Eduardo Matos de Alencar, em artigo recente na excelente revista Nabuco, faz uma reflexão sobre a lógica da violência nas grandes cidades e questiona se é possível uma teoria geral sobre a violência, o nirvana de todo intelectual. Ele resume as teorias existentes em três grandes grupos. A violência como um fenômeno econômico, uma escolha racional entre custos e benefícios (escassez financeira); a violência como resultado de características individuais negativas, de valores morais que não foram desenvolvidos na pessoa (insuficiência cognitiva); e a violência como um produto da circunstância, de acontecimentos que superam a disposição do agente (circunstância aleatória que preme o indivíduo). O problema é que nenhuma dessas explicações dá conta de indivíduos que agem por gosto, praticam a violência porque querem, independente de benefícios econômicos, história individual ou circunstâncias. A teoria não consegue explicar a frase: “roubei por prazer”.

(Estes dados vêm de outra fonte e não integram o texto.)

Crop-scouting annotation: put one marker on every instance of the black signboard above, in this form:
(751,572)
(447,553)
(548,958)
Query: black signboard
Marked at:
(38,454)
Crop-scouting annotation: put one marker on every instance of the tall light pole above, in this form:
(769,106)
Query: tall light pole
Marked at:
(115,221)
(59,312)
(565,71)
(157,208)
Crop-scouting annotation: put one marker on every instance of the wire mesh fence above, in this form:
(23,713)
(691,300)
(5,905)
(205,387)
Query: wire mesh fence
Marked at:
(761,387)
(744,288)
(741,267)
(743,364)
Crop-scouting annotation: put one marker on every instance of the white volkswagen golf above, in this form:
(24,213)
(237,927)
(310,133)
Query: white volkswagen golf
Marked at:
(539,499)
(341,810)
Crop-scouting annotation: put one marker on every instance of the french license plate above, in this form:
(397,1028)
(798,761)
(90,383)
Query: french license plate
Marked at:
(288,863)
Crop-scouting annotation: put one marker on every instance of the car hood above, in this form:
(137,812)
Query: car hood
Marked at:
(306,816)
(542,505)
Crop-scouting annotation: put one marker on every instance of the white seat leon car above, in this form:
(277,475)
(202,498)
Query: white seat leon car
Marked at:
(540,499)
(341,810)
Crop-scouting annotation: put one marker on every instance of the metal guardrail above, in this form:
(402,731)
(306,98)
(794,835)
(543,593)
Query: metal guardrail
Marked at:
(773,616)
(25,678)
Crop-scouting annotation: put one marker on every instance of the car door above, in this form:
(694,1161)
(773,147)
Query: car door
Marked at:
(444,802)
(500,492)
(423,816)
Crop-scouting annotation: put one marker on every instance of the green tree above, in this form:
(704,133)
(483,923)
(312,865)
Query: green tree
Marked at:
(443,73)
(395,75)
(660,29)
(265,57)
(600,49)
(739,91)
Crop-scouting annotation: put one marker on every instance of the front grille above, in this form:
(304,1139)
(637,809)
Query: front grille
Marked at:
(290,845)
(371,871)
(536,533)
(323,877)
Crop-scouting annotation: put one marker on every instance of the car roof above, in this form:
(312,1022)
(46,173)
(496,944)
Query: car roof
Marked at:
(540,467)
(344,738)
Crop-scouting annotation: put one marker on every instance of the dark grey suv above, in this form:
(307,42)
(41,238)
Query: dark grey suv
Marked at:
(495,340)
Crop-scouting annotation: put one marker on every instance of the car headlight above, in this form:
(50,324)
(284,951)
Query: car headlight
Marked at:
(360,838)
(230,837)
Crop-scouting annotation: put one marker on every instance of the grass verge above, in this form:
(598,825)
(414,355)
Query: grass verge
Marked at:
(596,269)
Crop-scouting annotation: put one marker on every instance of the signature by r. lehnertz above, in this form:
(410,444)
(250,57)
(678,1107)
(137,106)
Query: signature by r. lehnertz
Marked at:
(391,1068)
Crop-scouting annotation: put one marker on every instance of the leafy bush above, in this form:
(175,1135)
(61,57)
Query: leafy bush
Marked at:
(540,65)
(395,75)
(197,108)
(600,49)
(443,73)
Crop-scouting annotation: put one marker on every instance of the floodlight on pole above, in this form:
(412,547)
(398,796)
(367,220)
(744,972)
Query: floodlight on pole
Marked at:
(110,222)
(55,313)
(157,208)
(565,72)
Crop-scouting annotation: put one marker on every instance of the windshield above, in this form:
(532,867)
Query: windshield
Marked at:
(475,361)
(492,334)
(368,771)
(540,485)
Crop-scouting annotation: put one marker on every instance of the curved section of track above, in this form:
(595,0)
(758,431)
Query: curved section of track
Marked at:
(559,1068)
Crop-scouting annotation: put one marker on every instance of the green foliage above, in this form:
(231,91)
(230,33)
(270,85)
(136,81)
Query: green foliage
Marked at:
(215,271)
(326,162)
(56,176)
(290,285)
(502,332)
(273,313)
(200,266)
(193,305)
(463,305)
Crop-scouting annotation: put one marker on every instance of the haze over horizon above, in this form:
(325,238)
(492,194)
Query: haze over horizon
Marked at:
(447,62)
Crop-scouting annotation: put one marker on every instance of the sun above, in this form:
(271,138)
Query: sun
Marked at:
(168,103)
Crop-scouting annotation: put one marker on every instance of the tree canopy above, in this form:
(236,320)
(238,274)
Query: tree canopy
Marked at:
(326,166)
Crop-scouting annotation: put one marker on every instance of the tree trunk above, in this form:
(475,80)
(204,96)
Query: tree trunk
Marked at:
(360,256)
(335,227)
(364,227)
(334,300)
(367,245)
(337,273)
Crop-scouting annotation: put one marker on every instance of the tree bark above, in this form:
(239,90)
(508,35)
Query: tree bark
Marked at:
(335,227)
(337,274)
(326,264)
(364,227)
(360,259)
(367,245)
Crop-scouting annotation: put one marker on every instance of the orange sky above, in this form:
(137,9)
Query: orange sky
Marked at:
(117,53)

Uma teoria geral só seria possível se olhássemos para a essência do ser humano, ou seja, para uma antropologia filosófica que desse conta de evidenciar as razões que nos levam a ser violentos. Para Eduardo Matos coube a René Girard, com sua teoria do desejo mimético, apresentar um caminho para percorremos. Para Girard a essência do homem seria o desejo mimético, a vontade de imitar o próximo. Queremos algo não pelo seu valor em si, mas por quem alguém que temos como modelo, muitas vezes inconsciente, também quer. O problema é que quando o modelo está demasiadamente próximo cria-se uma tensão, podendo gerar uma competição violenta pelo bem, especialmente quando o mecanismo se extende ao modelo e passam a se influenciar um ao outro. O mais importante é que o objeto acaba perdendo a importância em relação à disputa em si. A violência nasce dessa reciprocidade. Para Girard, essa violência só consegue se aplacar pelo mecanismo desenvolvido pelas religiões arcaicas do bode expiatório. Só a partir do sacrifício de um inocente, que recebe todas as culpas pelo conflito, que a sociedade pode continuar existindo sem se deixar consumir pela violência.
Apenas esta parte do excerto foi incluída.